According to him, the demand for dollars has been increasing since investors are collecting dollars to import gold to sell for profits at the time when the gold prices keep rising, which has put pressure on the exchange rate.

He also said that the demand for dollars always increases in the last months of years, because enterprises need dollars to import materials for the year-end production season. Also, a lot of foreign institutions want to purchase dollars to transfer their profits abroad.

The banker went on to say that if the State Bank of Vietnam succeeds in forcing the dong interest rates down, there would be a wave of businesses shifting to borrow in dong instead of the foreign currencies.

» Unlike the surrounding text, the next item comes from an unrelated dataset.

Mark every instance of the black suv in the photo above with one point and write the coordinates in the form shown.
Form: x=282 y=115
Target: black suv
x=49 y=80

However, first of all, they would have to buy dollars to terminate the existing debts, which would also put a hard pressure on the exchange rate.

Sharing the same view with the banker, Nguyen Duc Huong, Deputy Chair of the Lien Viet Post Bank, also said that the pressure on the exchange rate has become harder.

The gold price increase has led to the foreign currency price increase, which will also affect the real estate and securities sectors.

Dr Le Xuan Nghia, Deputy Chair of the National Finance Supervision Council, has warned that the rising outstanding loans in foreign currencies (In the first six months of the year, the outstanding loans in foreign currencies increased by 23 percent).

In general, businesses pay debts 3-6 months after the day of borrowing. If so, the demand for dollars would increase sharply at the same time, when businesses rush to buy dollars to pay debts. This may lead to the dollar price increases.

“The pressure will come down, and the signs of the pressure have appeared already,” Nghia said.